In September 1997, the newly built Whistler Secondary School opened its doors, and Kelty started Grade 8 there. It was the only high school in town, and for the community kids graduating from elementary to secondary, there was a new world around the corner. Kelty was excited about it, walking the wide dirt path that wound through the woods from our house to the school every day, laughing and chatting with best pals like Pat and Trevor, their whole lives unfolding before them, a future full of adventures.
By thirteen, Kelty had been playing hockey for half his life. He wasn’t a big kid, but he was fast on skates, with a lot of finesse, and he was known as a thinker on the ice, always ahead of the next move.

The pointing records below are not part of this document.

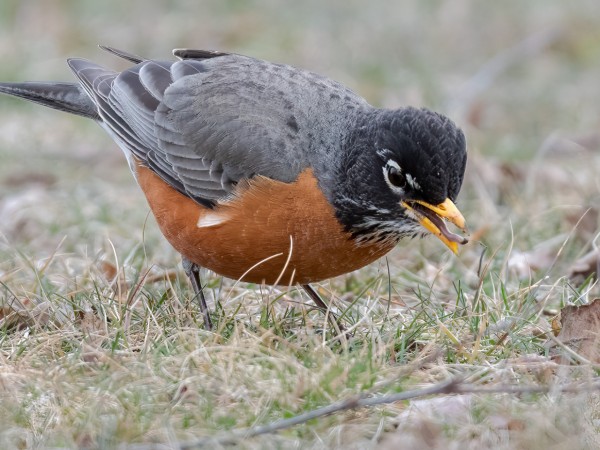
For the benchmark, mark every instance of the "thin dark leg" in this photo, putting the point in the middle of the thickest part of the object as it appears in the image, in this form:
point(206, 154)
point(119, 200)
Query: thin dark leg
point(193, 272)
point(322, 305)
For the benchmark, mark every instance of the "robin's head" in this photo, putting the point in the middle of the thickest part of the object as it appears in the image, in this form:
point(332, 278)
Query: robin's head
point(402, 177)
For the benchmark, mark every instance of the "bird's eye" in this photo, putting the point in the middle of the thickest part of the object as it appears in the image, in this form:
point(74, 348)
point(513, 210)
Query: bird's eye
point(396, 177)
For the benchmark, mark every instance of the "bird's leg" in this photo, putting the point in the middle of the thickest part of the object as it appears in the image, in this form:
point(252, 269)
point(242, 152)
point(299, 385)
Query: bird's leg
point(317, 300)
point(193, 272)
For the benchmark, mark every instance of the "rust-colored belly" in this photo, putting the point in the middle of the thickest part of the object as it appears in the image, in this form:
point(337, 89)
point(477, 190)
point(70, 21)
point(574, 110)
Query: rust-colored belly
point(272, 232)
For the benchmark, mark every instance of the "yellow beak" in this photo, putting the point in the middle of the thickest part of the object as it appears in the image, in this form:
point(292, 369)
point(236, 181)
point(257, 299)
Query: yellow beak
point(433, 218)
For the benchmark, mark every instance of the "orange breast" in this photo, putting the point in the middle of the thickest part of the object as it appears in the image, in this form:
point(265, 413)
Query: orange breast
point(272, 232)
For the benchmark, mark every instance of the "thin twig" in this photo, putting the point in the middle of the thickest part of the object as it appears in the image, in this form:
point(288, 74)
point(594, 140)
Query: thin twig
point(451, 386)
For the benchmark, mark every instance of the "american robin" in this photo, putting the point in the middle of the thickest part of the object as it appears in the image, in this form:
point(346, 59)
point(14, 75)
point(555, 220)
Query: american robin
point(268, 173)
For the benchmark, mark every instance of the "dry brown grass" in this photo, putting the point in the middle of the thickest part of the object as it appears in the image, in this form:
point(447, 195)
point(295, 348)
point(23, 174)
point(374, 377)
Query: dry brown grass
point(86, 362)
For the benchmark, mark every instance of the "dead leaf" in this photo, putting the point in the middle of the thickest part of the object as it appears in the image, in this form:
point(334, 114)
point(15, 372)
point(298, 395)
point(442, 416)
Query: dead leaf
point(584, 267)
point(421, 425)
point(580, 332)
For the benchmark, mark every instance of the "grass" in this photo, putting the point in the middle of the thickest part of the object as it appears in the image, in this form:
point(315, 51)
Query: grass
point(88, 362)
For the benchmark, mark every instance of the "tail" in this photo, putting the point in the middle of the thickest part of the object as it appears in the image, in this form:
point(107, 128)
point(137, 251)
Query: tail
point(68, 97)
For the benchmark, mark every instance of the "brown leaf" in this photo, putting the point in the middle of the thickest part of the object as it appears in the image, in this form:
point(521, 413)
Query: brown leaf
point(580, 332)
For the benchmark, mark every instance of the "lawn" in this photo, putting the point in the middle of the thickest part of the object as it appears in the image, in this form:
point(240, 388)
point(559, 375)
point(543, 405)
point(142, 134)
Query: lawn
point(102, 345)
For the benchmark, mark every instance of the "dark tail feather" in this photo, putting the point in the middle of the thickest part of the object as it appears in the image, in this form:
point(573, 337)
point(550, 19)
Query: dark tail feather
point(68, 97)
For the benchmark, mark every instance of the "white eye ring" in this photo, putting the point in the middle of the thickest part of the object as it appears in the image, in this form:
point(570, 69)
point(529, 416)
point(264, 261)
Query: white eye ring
point(398, 183)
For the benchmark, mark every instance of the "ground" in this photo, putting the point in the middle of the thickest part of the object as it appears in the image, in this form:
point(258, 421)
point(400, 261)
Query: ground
point(102, 345)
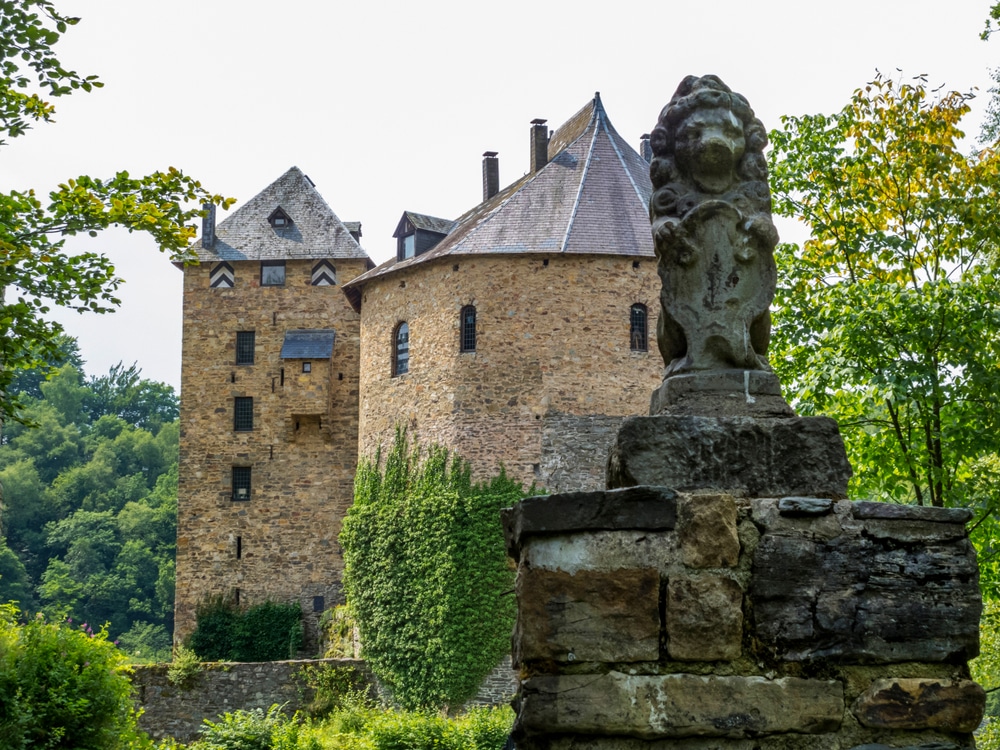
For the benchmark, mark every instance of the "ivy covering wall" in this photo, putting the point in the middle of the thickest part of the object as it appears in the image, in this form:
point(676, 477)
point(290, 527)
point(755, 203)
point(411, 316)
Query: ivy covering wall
point(426, 573)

He played forward, the number seventeen on his jersey flashing around t
he rink. (His hockey hero was Eric Lindros, and once when I ran into Lindros, I had him sign a personalized autograph that Kelty cherished.) He practised religiously several times a week with the Whistler Minor Hockey League, and he was always suited up and ready for the league’s weekly game.
Like most players his age who exhibited talent, Kelty fancied himself a hockey star. Bolstered by the blinkers of youth, he assumed that he would one day be discovered by an NHL scout and drafted to the big leagues. So it was no surprise to Kerry or me when Kelty started bugging us to let him get more serious about his hockey career.
One day, out it came: “Mom, I really want to go to Notre Dame.”
Athol Murray College of Notre Dame was in Wilcox, Saskatchewan—from our perspective, an awfully long way from home. But Kelty didn’t care. Not only was Notre Dame a renowned private preparatory institution, it was also famous for its athletic programs. It was known across the country as the home of the Hounds, its celebrated hockey team, and it boasted a winning legacy of national hockey championships and alumni that included NHL players Russ Courtnall and Gary Leeman.
Kelty wanted to be a Hound.
He knew that it wouldn’t be easy—on any front. Notre Dame had a reputation for strict adherence to its high standards, from religion to sports. In the early days, students had slept in bunkhouses without heat, a toughening-up exercise that later translated into an unwavering expectation that students adhere to the edicts of community involvement and leadership and to the values that are the hallmarks of good character.